How FEMA learned from its mistakes

When Hurricane Matthew made landfall in the United States in early October, it was a chance for the Federal Emergency Management Agency to prove it’s learned from...

When Hurricane Matthew made landfall in the U.S. in early October, it was a chance for the Federal Emergency Management Agency to prove it’s learned from its mistakes.

“I think that what you see in Matthew is the maturation of FEMA’s ability to be prepared and then respond to a disaster,” said Joe Nimmich, deputy FEMA director, on Homeland Security Month.

FEMA’s last big year was 2012, when multiple hurricanes and super-storm Sandy struck the U.S.

“Clearly, we had some big challenges that hurricane Sandy provided to us,” Nimmich told the Federal Drive with Tom Temin. “Anything of that magnitude, that stresses the system like that, really brings out the problems and challenges that you’ve got.”

One of the improvements FEMA has made since that storm is the launch of a tool to make it easier for victims to claim flood insurance. FEMA has been working on the tool for about a year-and-a-half, including some trial-and-error adjustments made after it was used during flooding in South Carolina during 2015.

One thing it offers is the ability to immediately claim a $5,000 payment before an inspector even arrives on scene. This is to help policy owners deal with the immediate aftermath, whether it’s making their house livable or paying for a hotel in the meantime.

The idea, Nimmich said, is to make the person partially whole as quickly as possible

FEMA also improved inspector training to better understand the unique flood environment, as well as extending reporting periods.

However, Nimmich said funding for flood insurance programs is a big struggle.

“I talk about it in terms of microeconomics and macroeconomics,” Nimmich said. “From a macroeconomics standpoint, the flood insurance program is not actuarially sound. It is not unknown that it is about $22 billion in the red.”

FEMA borrowed the money from Treasury and is paying it back, but Nimmich said this year will be a strain after Hurricane Matthew and the flooding in Louisiana and other places.

But “the microeconomics is if you make it actuarially sound, what we found after the Biggert-Waters legislation was that some people are so negatively impacted that they can’t afford the insurance, and they can’t afford to sell the house because of the insurance,” Nimmich said.

Another way FEMA has improved its disaster response is by pre-positioning people and supplies ahead of the storm, and moving them accordingly with the storm’s progress.

“The ability for us to be mobile, and adjust to the reality that exists is part of what we have to be able to do to be able to support the citizens that are most impacted by any event,” Nimmich said.
That was one of the biggest lessons learned from Katrina — that in order to effectively do its job, FEMA had to be empowered to act like a first responder instead of a second response organization.

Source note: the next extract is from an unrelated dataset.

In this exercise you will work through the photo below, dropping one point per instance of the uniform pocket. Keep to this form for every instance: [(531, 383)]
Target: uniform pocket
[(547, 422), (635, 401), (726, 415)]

“FEMA was not able to, by the construct of the Stafford act, be able to respond or pre-position resources,” Nimmich said. “We had to wait for the governor to ask. You saw how badly that worked in terms of Katrina. The post-Katrina legislation allows FEMA to be able to expend dollars to be able to move commodities and people forward in anticipation. The legislation has allowed us to become the responders that we think we are now, and that played out pretty well in Matthew.”

In order to do that, FEMA maintains a baseline of commodities like non-perishable food, bottled water, generators, cots, blankets and other “basic life-sustaining support” until contracts with the private sector kick in and begin delivering resources. FEMA’s owned commodities are then freed up to move along with the storm.

FEMA also attempts to utilize its “shelter-at-home” program, which strives to make homes damaged by storms or flooding livable as quickly as possible, which involved ensuring homes are mold-free, climate controlled, capable of running a stove and refrigerator and free of damaged drywall.

As a last resort, FEMA will bring in “manufactured housing units,” but only reluctantly. Nimmich said they don’t help the community come back as quickly as possible.

Instead, FEMA prefers to place victims in local hotels or even rental properties, if any are available. Nimmich said FEMA works with local chambers of commerce to make the hotels’ needs part of the community restoration and get the best price possible.

“In Louisiana, while we couldn’t get to the government rate, we all settled on a rate that was slightly higher than the government rate to be able to have 2,400 people that are in temporary shelter in hotels until we can find more permanent locations for them,” Nimmich said.